The example given of how we can reclaim at least some of this (and maybe sometimes a lot!) over an issue by considering it together as a community is very inspiring indeed.
Cormac Russell
Chuffed to hear this resonates and that it useful. Thanks for taking time to comment;) Much appreciated! BW Cormac
Howard Lawrence
Hi Cormac,
We’ve organized our neighourhood (2000 households) and found lots of young teens (30ish) who want to be a group and a few (10ish) “20 somethings who want to mentor. They call the group Friday Night Besties. For almost a year they have build enriching, and in most cases activity based relationships.
Here is the Facebook page:https://www.facebook.com/groups/1622904851311766/
Irene Podolak
Thanks Cormac for sharing your words of wisdom – an excellent example of how individuals and communities can make their own “informed” decisions and choices. I would like to add that there are times when communities may lack the information they need to understand the consequences of a problem not dealt with. In my collaboration with village women in Kenya, “while I walked with them at their own pace”, I was able to share my personal experience with cervical cancer and provide some basic information about the implications of not being routinely screened. I also became aware of some of the cultural issues that were impacting the social acceptability of cervical specimen collection. It was through this rich information exchange that local village women ultimately made an informed choice on how they would address cervical cancer prevention in their village. Providing those of us who feel we can contribute to impacting health are: 1) prepared to share knowledge and power, 2) are committed to do no harm, and 3) respect that communities need to make their own informed choices, I feel there is a beneficial, supportive role we can play.
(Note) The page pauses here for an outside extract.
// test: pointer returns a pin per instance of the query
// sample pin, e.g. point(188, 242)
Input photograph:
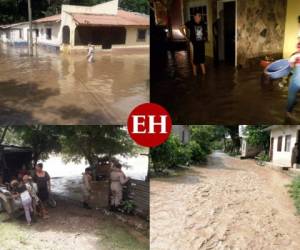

Irene
Cormac Russell
Hi Irene,
Thanks so much for taking time to comment. I think what you describe is what we call traveling at the speed of trust. When you truly walk alongside people and build genuine trust then you can be heard and make an immense difference.
As you know people don’t care what we ‘outsiders’ know until they know that we care. Then we become ‘alongsiders’.
We both make the same point, perhaps with a different accent: follow the pace of those you serve before you take the initiative, follow theirs, and when the trust is deep and you’ve learned from them, then share your gift, not a minute before.